1. For example, a whistleblower recently won a $175 million jury verdict in a declined case about the sale of highway barriers. See Danielle Ivory and Aaron Kessler, “Guardrail Maker Trinity Industries Liable for Fraud in Texas,” New York Times, Oct. 20, 2014.

2. 31 U.S.C. Sections 3729-3733.

3. According to Department of Justice Statistics, the federal government recovered $27.2 billion from False Claims Act whistleblower actions between Oct. 1, 1987, and Sept. 30, 2013. See Department of Justice statistical survey at http://www.justice.gov/civil/docs_forms/C-FRAUDS_FCA_Statistics.pdf.

4. If the government intervenes in the case, the whistleblower receives a share of between 15 percent and 25 percent of the recovery. If the government declines, the share is between 25 percent and 30 percent. 31 U.S.C. Section 3730(d)(1).

5. E.g., New York enacted its False Claims Act in 2007. See N.Y. State Finance Law Section 187, et seq.

6. See 26 U.S.C. Section 7623 (2006) (IRS whistleblower program); 15 U.S.C. Section 78u-6 (2010) (SEC whistleblower program as part of the Dodd-Frank Act, P.L. 111-203); 7 U.S.C. Section 26 (2010) (CFTC whistleblower program, also as part of Dodd-Frank).

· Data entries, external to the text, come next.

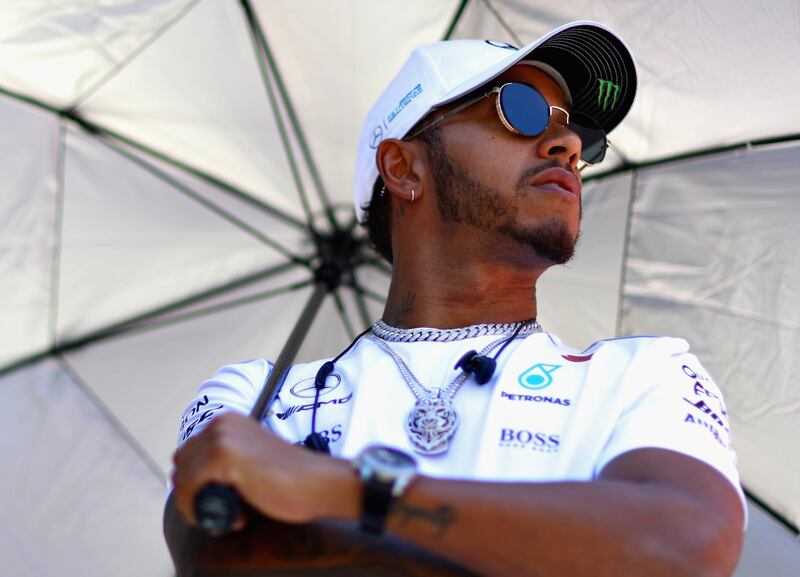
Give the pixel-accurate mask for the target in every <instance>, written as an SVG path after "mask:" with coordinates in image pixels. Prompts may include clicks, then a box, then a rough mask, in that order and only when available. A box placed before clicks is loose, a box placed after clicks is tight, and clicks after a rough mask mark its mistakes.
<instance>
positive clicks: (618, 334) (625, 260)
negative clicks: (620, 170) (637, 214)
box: [614, 171, 639, 337]
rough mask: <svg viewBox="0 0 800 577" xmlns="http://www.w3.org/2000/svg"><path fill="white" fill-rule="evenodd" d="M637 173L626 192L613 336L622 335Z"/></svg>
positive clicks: (619, 335)
mask: <svg viewBox="0 0 800 577" xmlns="http://www.w3.org/2000/svg"><path fill="white" fill-rule="evenodd" d="M638 176H639V173H638V172H637V171H633V175H632V177H631V187H630V192H629V194H628V211H627V214H626V216H625V239H624V240H623V242H622V259H621V264H620V271H619V295H618V298H617V322H616V327H615V329H614V336H616V337H619V336H622V309H623V305H624V303H625V281H626V279H627V274H628V257H629V256H630V247H631V228H632V226H633V204H634V202H635V201H636V187H637V186H638V184H639V178H638Z"/></svg>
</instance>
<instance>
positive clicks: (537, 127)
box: [406, 82, 608, 165]
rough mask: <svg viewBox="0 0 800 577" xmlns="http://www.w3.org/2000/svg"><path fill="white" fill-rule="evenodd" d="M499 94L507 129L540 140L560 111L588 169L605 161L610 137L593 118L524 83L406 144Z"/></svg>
mask: <svg viewBox="0 0 800 577" xmlns="http://www.w3.org/2000/svg"><path fill="white" fill-rule="evenodd" d="M495 93H497V100H496V101H495V105H496V108H497V115H498V116H499V117H500V121H501V122H502V123H503V126H505V127H506V128H507V129H508V130H509V131H511V132H513V133H514V134H522V135H524V136H539V135H540V134H542V133H543V132H544V131H545V129H546V128H547V124H548V123H549V122H550V117H551V116H552V114H553V110H558V111H559V112H561V113H563V114H564V115H565V117H566V120H567V122H566V124H565V126H566V127H567V129H568V130H571V131H572V132H574V133H575V134H577V135H578V138H580V140H581V160H582V161H583V162H584V163H586V164H587V165H591V164H597V163H599V162H601V161H602V160H603V158H605V155H606V148H608V140H607V139H606V133H605V131H604V130H603V129H602V128H600V125H599V124H597V122H595V121H594V119H593V118H592V117H590V116H588V115H586V114H583V113H582V112H571V113H570V112H567V111H566V110H564V109H563V108H561V107H559V106H550V105H549V104H548V103H547V100H546V99H545V97H544V96H542V94H541V93H540V92H539V91H538V90H536V89H535V88H533V87H532V86H529V85H527V84H523V83H521V82H508V83H506V84H503V85H502V86H495V87H494V88H492V89H491V90H490V91H489V92H486V93H485V94H482V95H481V96H476V97H475V98H472V99H470V100H468V101H467V102H464V103H463V104H461V105H460V106H458V107H456V108H454V109H453V110H451V111H450V112H447V113H446V114H443V115H442V116H440V117H439V118H437V119H436V120H434V121H433V122H431V123H430V124H427V125H425V126H423V127H422V128H420V129H419V130H417V131H416V132H414V134H412V135H411V136H409V137H406V140H413V139H414V138H416V137H417V136H419V135H420V134H422V133H423V132H424V131H426V130H428V129H429V128H431V127H432V126H434V125H436V124H438V123H440V122H442V121H443V120H445V119H446V118H449V117H450V116H452V115H454V114H456V113H458V112H461V111H462V110H464V109H465V108H467V107H468V106H472V105H473V104H475V103H476V102H478V101H479V100H482V99H484V98H486V97H487V96H489V95H491V94H495Z"/></svg>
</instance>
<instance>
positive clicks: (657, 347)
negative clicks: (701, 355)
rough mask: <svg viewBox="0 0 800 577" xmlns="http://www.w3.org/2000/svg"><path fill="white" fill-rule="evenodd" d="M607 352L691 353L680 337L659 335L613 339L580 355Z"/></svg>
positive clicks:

7. Under the federal False Claims Act, 9,244 qui tam actions were commenced between 1987
and 2013, compared to 4,522 started by the government. See Department of Justice Statistical Survey, supra.

8. 31 U.S.C. Section 3730(b)(2).

9. 31 U.S.C. Section 3730(c)(3).

10. See N.Y. State Fin. Law Section 189(4)(a). See also 740 Ill. Comp. Stat. 175/2 (excluding only income tax claims but not other tax-related claims under the Illinois False Claims Act).

11. N.Y. State Fin. Law Section 189(4)(a).

12. See, e.g., N.Y. Tax Law Section 697(e) (concerning personal income taxes).